Blacks Leisure boasted some improvements in gross margins due to broader sales of exclusive ranges, but their positive effect was almost entirely offset by intense price competition, which shaved them off to a small increase of 0.3 percentage points to 55.9 percent. The promotional environment prevailing in the UK shows no signs of abating: last week, a store that we visited just a few yards away from a Millets outlet in the center of Nottingham, for example, was offering outdoor products under a banner reading, “Madness, 90% off.”
The tiny rises in sales and margins did not suffice to make up for an increase in operating costs, which rose by £7.6 million (€11.4m-$14.5m) due to investments in store openings, revamped commercial websites for Blacks and Millets, new electronic payment systems for the cash registers and a new distribution center in Northampton that is concentrating the product flow previously handled by four separate warehouses. Group operating profit was therefore reduced to only £680,000 (€1,917,900-$1,293,800), compared with £7,249,000 for the same period last year. Pre-tax profit crumbled to £75,000 (€112,270-$142,700), down from nearly £6,891,000 last year.

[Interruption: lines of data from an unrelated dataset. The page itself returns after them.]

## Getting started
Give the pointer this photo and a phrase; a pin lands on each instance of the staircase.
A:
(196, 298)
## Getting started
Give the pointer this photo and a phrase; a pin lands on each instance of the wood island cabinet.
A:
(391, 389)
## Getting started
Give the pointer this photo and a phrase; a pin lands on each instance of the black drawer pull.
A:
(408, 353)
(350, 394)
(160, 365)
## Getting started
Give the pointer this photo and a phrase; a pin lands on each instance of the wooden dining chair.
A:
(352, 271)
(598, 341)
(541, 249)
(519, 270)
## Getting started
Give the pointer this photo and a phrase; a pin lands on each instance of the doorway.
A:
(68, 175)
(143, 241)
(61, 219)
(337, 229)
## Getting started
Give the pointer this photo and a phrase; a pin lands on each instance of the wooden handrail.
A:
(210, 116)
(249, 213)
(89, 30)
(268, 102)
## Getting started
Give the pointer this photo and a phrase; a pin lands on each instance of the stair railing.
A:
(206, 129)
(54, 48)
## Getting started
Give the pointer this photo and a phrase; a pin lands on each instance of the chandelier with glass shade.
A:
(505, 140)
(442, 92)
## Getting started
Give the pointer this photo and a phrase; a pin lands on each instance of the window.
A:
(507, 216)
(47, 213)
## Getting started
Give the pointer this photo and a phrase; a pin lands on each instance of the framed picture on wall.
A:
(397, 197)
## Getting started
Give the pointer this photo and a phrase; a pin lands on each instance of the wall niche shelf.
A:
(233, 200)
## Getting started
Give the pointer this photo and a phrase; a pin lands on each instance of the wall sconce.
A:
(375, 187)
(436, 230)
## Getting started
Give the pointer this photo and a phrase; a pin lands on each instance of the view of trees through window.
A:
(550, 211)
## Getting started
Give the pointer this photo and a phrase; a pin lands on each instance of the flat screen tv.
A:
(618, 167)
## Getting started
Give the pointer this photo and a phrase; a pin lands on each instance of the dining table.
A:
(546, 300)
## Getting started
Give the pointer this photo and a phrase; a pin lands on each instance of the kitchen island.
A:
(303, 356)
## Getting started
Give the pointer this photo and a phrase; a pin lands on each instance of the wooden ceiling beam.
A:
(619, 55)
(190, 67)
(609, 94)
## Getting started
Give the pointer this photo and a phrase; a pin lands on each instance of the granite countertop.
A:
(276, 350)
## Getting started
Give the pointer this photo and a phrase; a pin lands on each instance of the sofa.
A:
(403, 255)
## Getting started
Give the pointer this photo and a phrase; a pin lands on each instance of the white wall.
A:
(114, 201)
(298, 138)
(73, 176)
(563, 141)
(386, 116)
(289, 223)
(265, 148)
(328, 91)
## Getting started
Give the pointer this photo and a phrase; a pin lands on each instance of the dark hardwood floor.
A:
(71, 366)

The company’s performance has not been much more encouraging in terms of turnover for the 8 weeks to Oct. 21, where comparable store sales declined by 2.3 percent. The main cause here was again the weather, which was mostly warm and dry in September, and in fact the company’s sales results firmed up in October.
On the other hand, as was the case for its competitors, Blacks’ gross margins are benefitting even more from its increased emphasis on exclusive product ranges such as Peter Strom, Technicals, Rare Species and ALS, which have all received good feedback from the customers. To achieve further improvements in the coming quarters, the company has re-launched the Peter Storm brand for the current Fall/Winter selling season, while Millets has introduced more hard-hitting ranges from Berghaus, Columbia and Craghoppers. To help cope with the greenhouse effect, the group is also planning to come out next summer with lighter apparel products using high-tech fibers to combat the heat.
At the same time, Blacks continues to invest in the development of Blacks’ larger out-of-town stores, and it has an extensive refurbishing plan for Millets. The plan will take five years to be implemented, but in the second half of the current financial year already, 7 Millets stores will be enlarged and refurbished along the lines of a concept store that was opened in Newbury last March, which has delivered 10-percentage-point better results than the other Millets stores so far this year.
As previously reported, Blacks has struck a strategic partnership with Mambo, an Australian surfwear brand, that covers the whole European market excluding Spain. The group recently entered a different retail-only partnership for the UK with Evans Cycles, which opened a concession at a newly opened suburban Blacks store in York.
The group currently operates about 105 Blacks stores, including 11 suburban locations, as well as 285 Millets, 45 Freespirit doors and 15 O’Neill stores. It has launched an O’Neill Syrf Academy at Watergate Bay, while Freespirit has signed a sponsorship deal with the British Surf Federation.